On ESPN Soccernet, Fred Guzman takes U.S. soccer to task for not providing enough opportunity for the development of kids from poorer socioeconomic backgrounds.
The U.S. is a place where the parents of 12-year-olds are buying their kids $100-plus shoes and self-respecting teams are outfitting their preteen players in top-of-the-line sweats, jerseys and shorts from brand-name suppliers …Elsewhere, the best players generally come from a much different socioeconomic background. In Brazil, from the shanty towns known as favelas. In Mexico, Argentina and the rest of South America, from the dirt-poor barrios. In the major European cities, from the lower-working-class neighborhoods where immigrants tend to congregate … ODP [Olympic Development Program] is all about organized youth soccer. To receive exposure, kids have to play with visible traveling clubs that compete in high-profile tournaments. But it costs big money to play on one of the premier clubs.
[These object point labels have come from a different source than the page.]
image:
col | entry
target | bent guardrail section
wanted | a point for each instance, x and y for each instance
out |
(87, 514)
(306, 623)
In spite of appearances based on these excerpts, Guzman’s piece is not a heavy-handed, politically correct diatribe. Instead, he considers at some length and with some subtlety the obstacles facing young soccer players from poorer backgrounds.
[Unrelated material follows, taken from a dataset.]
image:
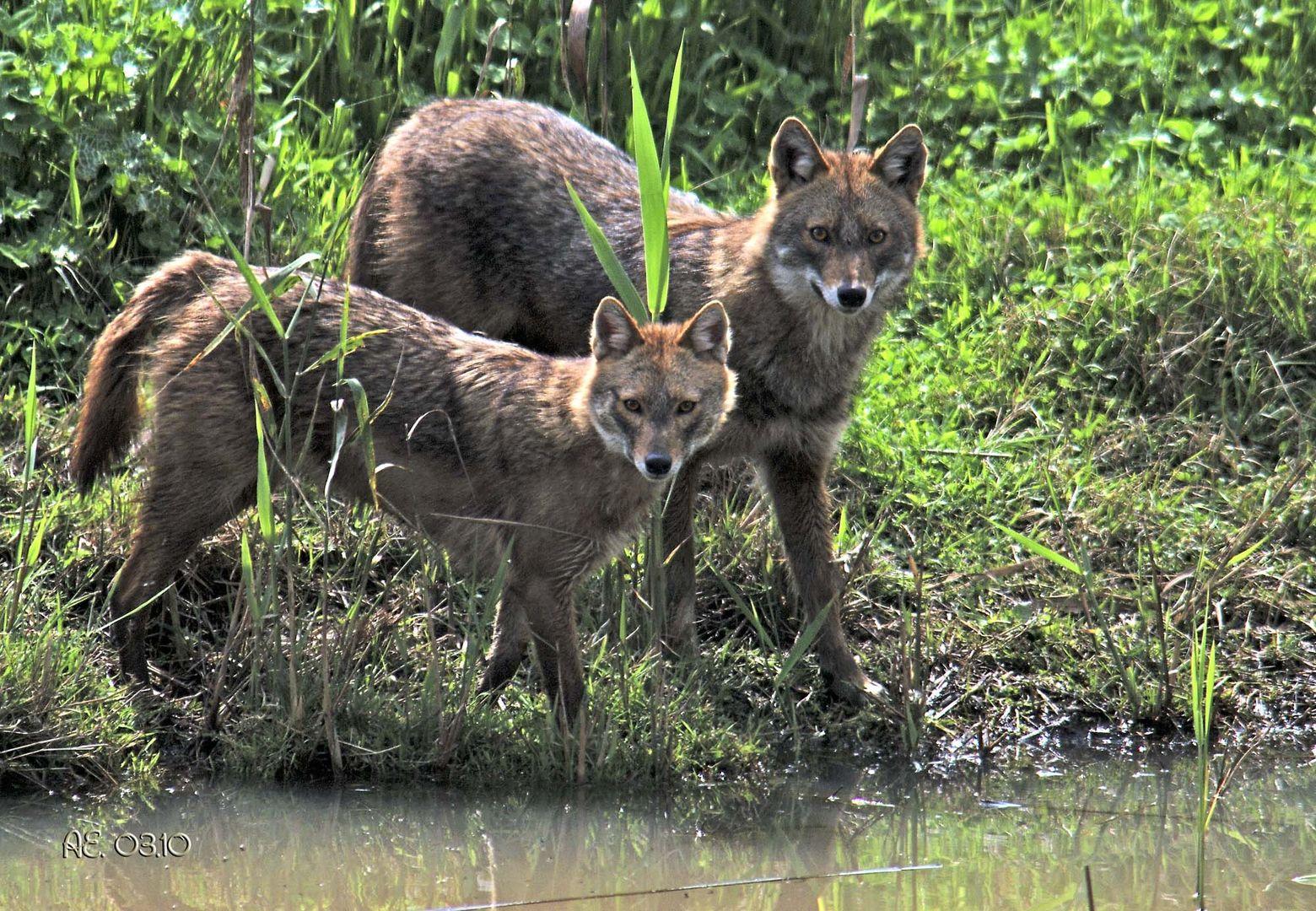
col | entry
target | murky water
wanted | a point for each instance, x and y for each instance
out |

In the end, though, his piece raised more questions than providing answers as to the paths that permit talented younger players in other sports to rise out of obscurity. He notes professional academies in baseball for Caribbean youths. However, those are not the paths to player recognition or development in football, basketball, or baseball in the U.S. Instead, schools and competitions between them provide the mechanism. Why not in soccer?
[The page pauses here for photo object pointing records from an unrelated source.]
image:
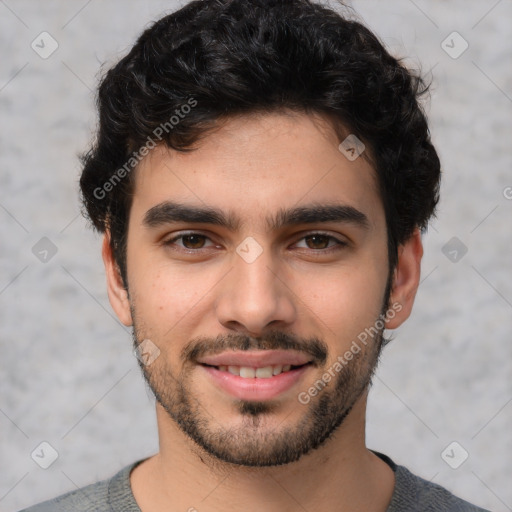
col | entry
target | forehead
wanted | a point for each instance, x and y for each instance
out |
(252, 166)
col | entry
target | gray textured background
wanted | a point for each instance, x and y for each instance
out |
(67, 373)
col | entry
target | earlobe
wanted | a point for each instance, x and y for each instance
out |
(117, 293)
(406, 279)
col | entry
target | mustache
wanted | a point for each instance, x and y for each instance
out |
(274, 340)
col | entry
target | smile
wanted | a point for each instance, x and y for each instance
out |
(255, 383)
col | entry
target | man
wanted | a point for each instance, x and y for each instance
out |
(262, 174)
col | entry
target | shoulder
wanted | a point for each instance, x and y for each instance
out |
(104, 496)
(414, 494)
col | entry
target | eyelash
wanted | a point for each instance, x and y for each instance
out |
(339, 244)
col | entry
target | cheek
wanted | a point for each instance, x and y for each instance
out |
(345, 300)
(168, 298)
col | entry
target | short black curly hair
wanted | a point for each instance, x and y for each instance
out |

One suggestion is that participation rates in the other sports are high enough to provide much better competition and so help develop better players, but that answer does not really satisfy me. I witnessed Billy Sims gaining 270 yards in a 2A Texas football playoff game in 1974. He was truly a man playing boys. Nonetheless, he was not hard to identify as a real talent. David Overstreet, who also played for Oklahoma and later the Dolphins, was a legend at Big Sandy — a Class “B” school. Granted, some of the “technical” skill required in soccer may not be required of a football running back, but baseball players develop highly “technical” skills that also are identified in high school.
The relative lack of size of the soccer world in the U.S. may explain the difference. Pro scouts and college coaches scour the country looking at players. Several watched games (football, basketball, baseball) in my small hometown of 12,000 people while I was in high school — not to watch me but some of my classmates or competitors. Soccer’s relative lack of financial wherewithal and personnel do not permit such intensive scouting. Instead, much more reliance must be placed on special camps and tournaments.
The flip side of this question is why it is that sports academies sponsored by pro teams have not cropped up across sports such as basketball in the U.S. as they do for soccer in other countries, but that’s a separate post.